Und alles komplett vermeidbar. Die Ministerien könnten alle unter kürzel.bund.de firmieren und für sämtliche internen Links etc. auch nur diese nutzen, und die Kurzform kürzel.de (für die Nutzung auf Plakaten etc) wäre dann einfach eine Weiterleitung (oder ein C-Record).

Und natürlich sollte alles, was man je hat, auch langfristig behalten werden. Aber das BMFTR hat ja schon nach 3 Monaten geschafft, daß alle Links von Forschungsprojekten auf das Ministerium (inkl Links in Veröffentlichungen etc) einfach kaputt sind und ins Leere führen, weil natürlich jede Regierung alles immer komplett neu strukturieren muß.

@Lapizistik @TimPhSchaefers bmftr[dit]de? steht zum verkauf, steht allerdings kein Preis dran, man kann ein Angebot abgeben.

Klaus Stein Dec 11

@hanno @TimPhSchaefers

Jep, das hat sich ein Domaingrabber einen Monat bevor sie die Abkürzung offiziell verkündet haben gesichert.

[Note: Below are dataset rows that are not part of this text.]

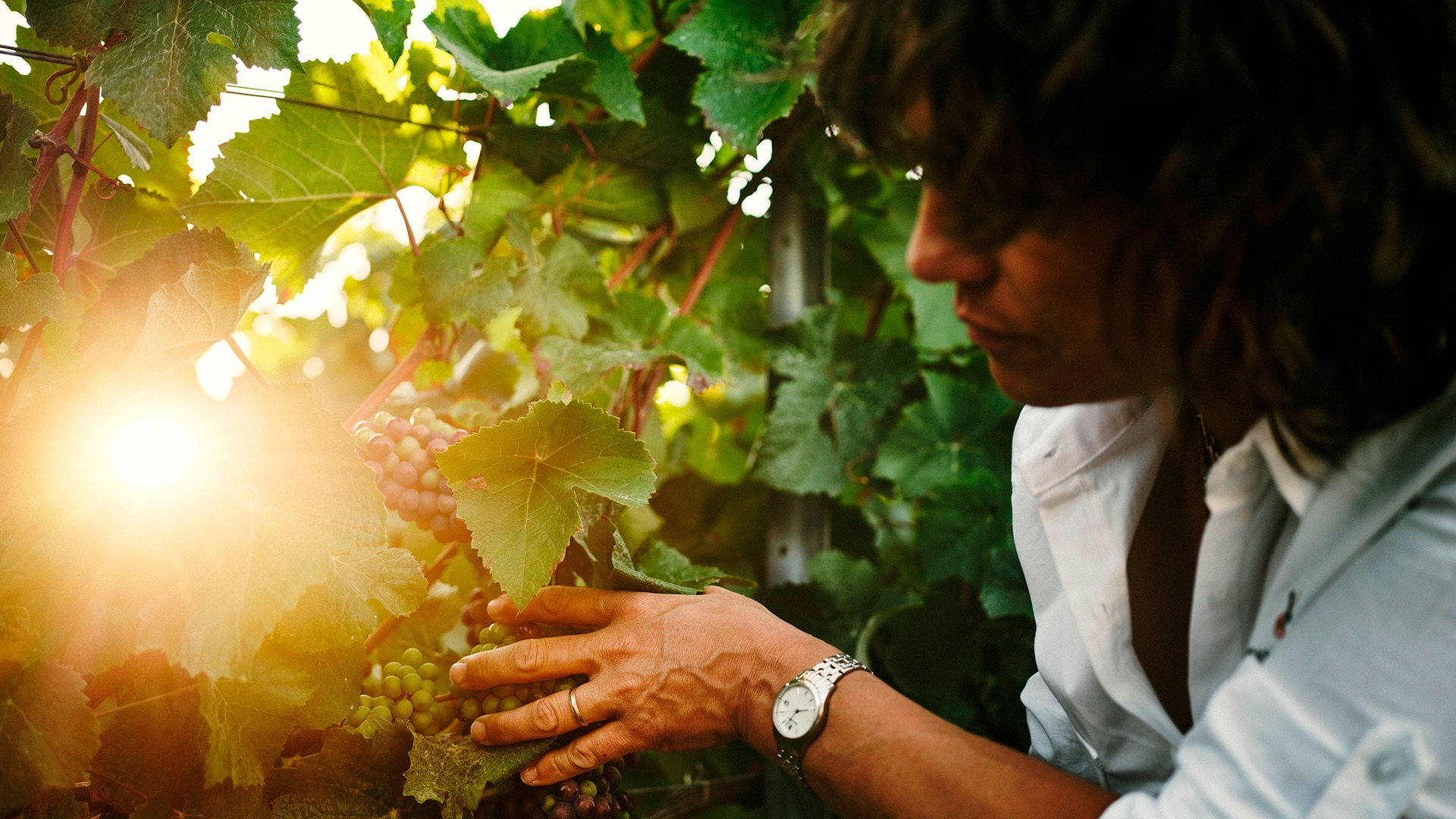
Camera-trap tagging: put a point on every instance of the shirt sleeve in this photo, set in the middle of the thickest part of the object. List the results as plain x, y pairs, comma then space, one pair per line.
1350, 716
1053, 739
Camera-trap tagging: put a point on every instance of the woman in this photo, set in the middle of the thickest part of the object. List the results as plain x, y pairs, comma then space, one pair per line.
1171, 224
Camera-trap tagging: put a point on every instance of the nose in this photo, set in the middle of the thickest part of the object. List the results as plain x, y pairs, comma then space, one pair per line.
935, 254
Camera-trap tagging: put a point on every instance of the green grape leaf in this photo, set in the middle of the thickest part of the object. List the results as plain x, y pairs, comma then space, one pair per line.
111, 328
937, 327
55, 803
337, 614
511, 66
291, 180
1003, 589
171, 69
745, 46
353, 777
935, 441
615, 83
31, 300
457, 773
193, 314
548, 290
152, 754
17, 172
960, 526
47, 733
457, 281
498, 190
335, 676
249, 720
240, 570
516, 485
389, 18
136, 149
826, 417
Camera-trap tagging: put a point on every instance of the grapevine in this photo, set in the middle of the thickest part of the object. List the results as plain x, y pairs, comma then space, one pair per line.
544, 260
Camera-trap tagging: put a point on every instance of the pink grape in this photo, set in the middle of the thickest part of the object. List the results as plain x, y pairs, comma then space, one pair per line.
379, 447
410, 500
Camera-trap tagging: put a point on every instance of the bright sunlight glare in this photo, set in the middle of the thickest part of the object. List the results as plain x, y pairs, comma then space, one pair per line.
152, 452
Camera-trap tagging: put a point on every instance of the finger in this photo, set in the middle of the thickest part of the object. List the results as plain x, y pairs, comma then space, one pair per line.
582, 754
568, 605
529, 661
549, 716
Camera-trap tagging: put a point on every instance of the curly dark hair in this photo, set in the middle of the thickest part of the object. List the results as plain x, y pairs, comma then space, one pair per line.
1293, 161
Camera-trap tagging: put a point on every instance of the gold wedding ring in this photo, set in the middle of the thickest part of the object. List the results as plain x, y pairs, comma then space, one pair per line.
576, 711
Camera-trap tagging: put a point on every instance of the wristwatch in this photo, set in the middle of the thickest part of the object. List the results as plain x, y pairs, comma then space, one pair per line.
801, 708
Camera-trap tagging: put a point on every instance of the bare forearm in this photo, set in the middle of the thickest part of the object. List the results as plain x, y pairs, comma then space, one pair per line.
883, 755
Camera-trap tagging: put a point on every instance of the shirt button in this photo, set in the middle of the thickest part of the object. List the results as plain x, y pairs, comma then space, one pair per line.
1388, 767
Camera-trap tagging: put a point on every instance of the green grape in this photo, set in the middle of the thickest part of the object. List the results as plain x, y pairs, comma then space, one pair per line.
403, 708
469, 710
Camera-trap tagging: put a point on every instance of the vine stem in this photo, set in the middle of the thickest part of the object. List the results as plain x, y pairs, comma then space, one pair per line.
248, 363
414, 246
12, 387
433, 573
701, 280
638, 254
405, 369
159, 697
80, 168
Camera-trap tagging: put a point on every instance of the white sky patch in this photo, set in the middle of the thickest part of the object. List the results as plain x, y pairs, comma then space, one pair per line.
9, 20
324, 293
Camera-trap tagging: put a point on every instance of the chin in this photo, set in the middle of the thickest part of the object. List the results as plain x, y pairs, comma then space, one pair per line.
1055, 388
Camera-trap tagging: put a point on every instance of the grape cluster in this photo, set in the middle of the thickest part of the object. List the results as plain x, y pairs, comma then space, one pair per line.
491, 635
593, 795
406, 692
402, 455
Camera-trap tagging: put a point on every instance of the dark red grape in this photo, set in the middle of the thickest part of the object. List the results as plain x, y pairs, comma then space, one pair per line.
405, 474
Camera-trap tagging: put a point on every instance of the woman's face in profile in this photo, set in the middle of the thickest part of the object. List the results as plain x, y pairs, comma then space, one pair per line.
1057, 324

@hanno @TimPhSchaefers Maybe it is time to make domain pirating illegal... It's not like they are not already among the scum of the internet.

@hanno @TimPhSchaefers this is pretty common. In my former life I discovered that an AD used internally a not-yet-claimed domain. I did that then for pentesting which was scary and funny at the same time. I gave the domain back 5 years after everything was switched to a really internal domain and _no_ DNS-requests came to me for 2 years ;) so, this is quite... usual.